Möchte unbedingt weiterkommen: Mara. Foto: Mauricio Bustamante
Möchte unbedingt weiterkommen: Mara. Foto: Mauricio Bustamante
Möchte unbedingt weiterkommen: Mara. Foto: Mauricio Bustamante

Maras Vater starb früh, dann auch noch ihr Ehemann. Um in Hamburg Fuß zu fassen, lernt die Rumänin deutsch. Die 52-Jährige verkauft Hinz&Kunzt vor Lidl in Steilshoop.

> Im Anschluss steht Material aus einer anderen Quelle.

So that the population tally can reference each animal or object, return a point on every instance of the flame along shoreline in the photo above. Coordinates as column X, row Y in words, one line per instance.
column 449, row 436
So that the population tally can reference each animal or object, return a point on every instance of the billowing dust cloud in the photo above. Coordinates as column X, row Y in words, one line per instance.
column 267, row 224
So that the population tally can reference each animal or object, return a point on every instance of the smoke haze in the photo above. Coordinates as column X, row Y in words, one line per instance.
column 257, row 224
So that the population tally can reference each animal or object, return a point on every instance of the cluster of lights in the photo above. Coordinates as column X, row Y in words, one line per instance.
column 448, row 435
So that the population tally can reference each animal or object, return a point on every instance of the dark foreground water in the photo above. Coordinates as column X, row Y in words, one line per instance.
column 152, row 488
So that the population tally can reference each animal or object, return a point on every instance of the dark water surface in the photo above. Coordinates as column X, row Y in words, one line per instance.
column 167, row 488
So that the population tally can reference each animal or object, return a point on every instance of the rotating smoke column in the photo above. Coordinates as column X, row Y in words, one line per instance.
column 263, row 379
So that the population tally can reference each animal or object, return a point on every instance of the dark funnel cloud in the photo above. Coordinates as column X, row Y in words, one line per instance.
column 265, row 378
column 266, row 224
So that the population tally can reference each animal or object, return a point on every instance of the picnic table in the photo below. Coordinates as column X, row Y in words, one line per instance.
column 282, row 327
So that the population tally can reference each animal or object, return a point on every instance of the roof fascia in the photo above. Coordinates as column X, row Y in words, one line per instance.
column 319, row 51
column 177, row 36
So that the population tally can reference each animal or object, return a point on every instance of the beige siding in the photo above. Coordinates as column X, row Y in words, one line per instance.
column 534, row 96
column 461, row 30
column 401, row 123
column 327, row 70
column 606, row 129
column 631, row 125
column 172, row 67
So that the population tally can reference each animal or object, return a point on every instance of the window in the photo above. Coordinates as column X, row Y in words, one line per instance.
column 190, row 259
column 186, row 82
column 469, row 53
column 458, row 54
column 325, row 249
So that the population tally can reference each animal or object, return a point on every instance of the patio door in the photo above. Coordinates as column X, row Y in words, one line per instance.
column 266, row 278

„Ich bin 52 Jahre alt“, sagt Mara und strahlt dabei übers ganze Gesicht. Gleich darauf stellt sie sich selbst eine Frage: „Woher kommen Sie?“ Und liefert direkt die Antwort: „Ich komme aus Rumänien.“ Sofort wird klar: Die Hinz&Kunzt-Verkäuferin will unbedingt ihre neu gewonnenen Sprachkenntnisse anwenden. Die hat sie im Hinz&Kunzt-Deutschkurs gesammelt. Norbert Frater aus dem Vertrieb sitzt beim Gespräch zwar ebenfalls im Raum und übersetzt. Doch darauf will Mara sich nicht ausruhen. Immer wieder betont sie, wie sehr sie ihren Lehrer Cedric Horbach schätzt. Und der ist voll des Lobes über die Rumänin: „Sie hat bisher keine einzige Stunde verpasst und ist unfassbar aufmerksam“, erzählt der Hinz&Kunzt-Mitarbeiter, der die Deutschkurse im Haus leitet. „Sie motiviert sogar die anderen, mitzumachen, und die nehmen Hilfe von ihr manchmal besser an als von mir.“

Mara möchte weiterkommen. Dabei hatte sie es in der Vergangenheit nicht l...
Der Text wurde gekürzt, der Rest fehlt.